NSQ Queue Reader Best Practices

Introduction

This post should serve as a guide for best practices when dealing with services that consume messages from queues and process those messages (we refer to them as QRs or ‘Queue Readers’). The best practices detailed below are from the perspective of both general programming idioms as well as useful performance patterns.

We also are focusing primarily on QRs that use the NSQ data pipeline and specifically for services written in Python (although I imagine most of the items discussed could translate well enough to your queue mechanism of choice).

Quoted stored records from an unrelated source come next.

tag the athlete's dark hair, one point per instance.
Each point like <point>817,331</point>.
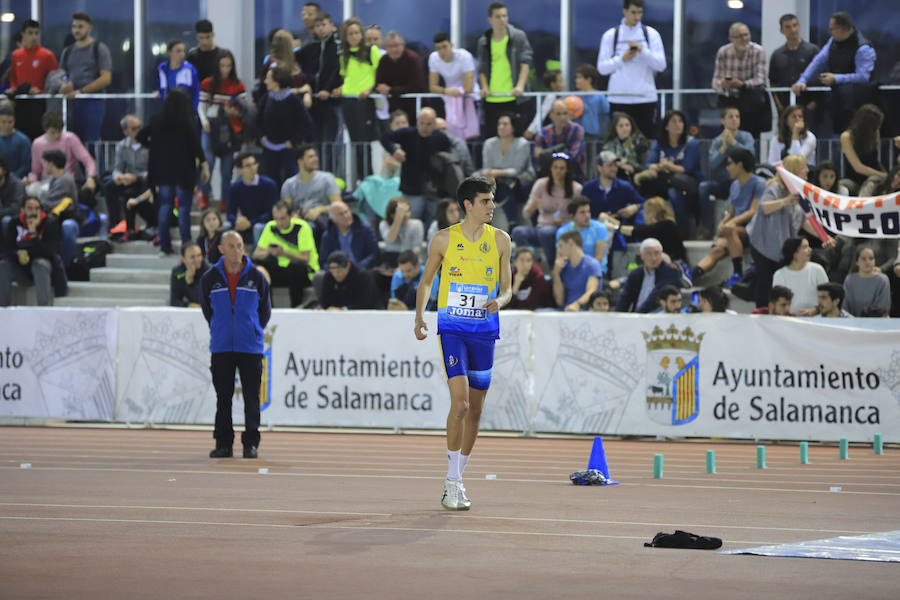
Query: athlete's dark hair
<point>471,187</point>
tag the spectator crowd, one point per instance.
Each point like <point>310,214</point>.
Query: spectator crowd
<point>577,182</point>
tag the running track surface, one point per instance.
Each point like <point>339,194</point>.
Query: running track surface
<point>106,513</point>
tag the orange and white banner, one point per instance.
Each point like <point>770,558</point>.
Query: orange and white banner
<point>869,217</point>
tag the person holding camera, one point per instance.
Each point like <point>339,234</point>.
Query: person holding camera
<point>631,54</point>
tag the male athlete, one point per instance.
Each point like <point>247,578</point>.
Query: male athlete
<point>475,283</point>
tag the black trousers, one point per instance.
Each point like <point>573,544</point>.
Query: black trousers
<point>222,366</point>
<point>643,114</point>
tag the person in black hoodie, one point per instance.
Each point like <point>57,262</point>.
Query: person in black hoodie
<point>31,245</point>
<point>319,63</point>
<point>175,150</point>
<point>283,123</point>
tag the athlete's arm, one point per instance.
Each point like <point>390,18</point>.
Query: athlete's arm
<point>436,251</point>
<point>501,238</point>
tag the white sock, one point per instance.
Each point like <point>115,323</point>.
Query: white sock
<point>463,461</point>
<point>453,464</point>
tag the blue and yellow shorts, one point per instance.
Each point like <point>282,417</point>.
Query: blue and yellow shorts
<point>469,356</point>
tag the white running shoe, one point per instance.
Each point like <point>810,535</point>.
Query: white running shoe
<point>462,501</point>
<point>449,499</point>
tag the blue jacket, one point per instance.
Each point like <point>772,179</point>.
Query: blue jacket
<point>363,244</point>
<point>237,326</point>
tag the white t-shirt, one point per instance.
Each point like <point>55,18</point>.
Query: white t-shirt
<point>453,71</point>
<point>803,283</point>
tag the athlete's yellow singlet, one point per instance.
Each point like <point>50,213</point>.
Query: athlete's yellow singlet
<point>470,276</point>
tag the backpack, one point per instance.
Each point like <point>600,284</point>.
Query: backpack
<point>603,82</point>
<point>446,173</point>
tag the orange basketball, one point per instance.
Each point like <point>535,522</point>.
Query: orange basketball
<point>576,106</point>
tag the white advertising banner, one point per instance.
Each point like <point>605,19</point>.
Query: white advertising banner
<point>57,363</point>
<point>716,376</point>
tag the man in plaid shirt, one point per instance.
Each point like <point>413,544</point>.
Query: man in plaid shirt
<point>739,78</point>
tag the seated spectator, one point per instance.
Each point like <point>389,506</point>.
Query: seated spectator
<point>719,182</point>
<point>859,147</point>
<point>351,235</point>
<point>865,285</point>
<point>129,178</point>
<point>222,98</point>
<point>346,285</point>
<point>447,215</point>
<point>673,167</point>
<point>14,144</point>
<point>743,199</point>
<point>575,275</point>
<point>562,135</point>
<point>31,244</point>
<point>405,283</point>
<point>826,178</point>
<point>310,191</point>
<point>73,150</point>
<point>594,236</point>
<point>211,229</point>
<point>739,77</point>
<point>399,72</point>
<point>639,294</point>
<point>414,147</point>
<point>459,145</point>
<point>506,159</point>
<point>252,197</point>
<point>145,205</point>
<point>829,298</point>
<point>61,199</point>
<point>779,302</point>
<point>457,67</point>
<point>286,250</point>
<point>611,195</point>
<point>400,231</point>
<point>660,225</point>
<point>599,301</point>
<point>792,137</point>
<point>284,124</point>
<point>554,82</point>
<point>12,195</point>
<point>529,286</point>
<point>670,300</point>
<point>549,197</point>
<point>714,299</point>
<point>800,275</point>
<point>184,283</point>
<point>626,141</point>
<point>595,119</point>
<point>777,218</point>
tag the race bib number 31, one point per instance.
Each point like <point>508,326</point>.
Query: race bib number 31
<point>465,301</point>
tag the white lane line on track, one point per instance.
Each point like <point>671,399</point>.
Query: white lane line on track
<point>198,508</point>
<point>639,523</point>
<point>432,477</point>
<point>355,527</point>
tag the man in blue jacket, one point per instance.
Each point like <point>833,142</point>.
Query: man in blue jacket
<point>237,306</point>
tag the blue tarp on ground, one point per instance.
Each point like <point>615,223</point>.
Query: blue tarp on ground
<point>878,547</point>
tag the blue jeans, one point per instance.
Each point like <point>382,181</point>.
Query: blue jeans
<point>87,117</point>
<point>542,235</point>
<point>225,168</point>
<point>167,194</point>
<point>709,189</point>
<point>70,230</point>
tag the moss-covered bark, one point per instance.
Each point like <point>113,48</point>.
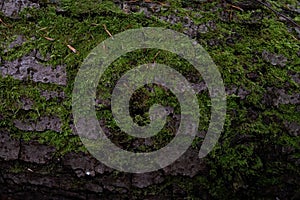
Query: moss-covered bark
<point>257,53</point>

As with all ‘best practice’ guidelines, they are just that …guidelines. Not everything listed here will be applicable for your needs. So remember to start by verifying your own application’s requirements and specific use cases.

Ephemeral Channels?

Imagine your server instance needs to be restarted, or its nsqd daemon (which receives, queues, and delivers messages to clients) is unexpectedly terminated, or maybe the nsqd exceeds the allocated mem-queue-size (which determines the number of messages that should be kept in memory).

Normally this would mean messages in the queue would be lost. If you’re OK with that scenario and its outcome, then you should append #ephemeral to your channels…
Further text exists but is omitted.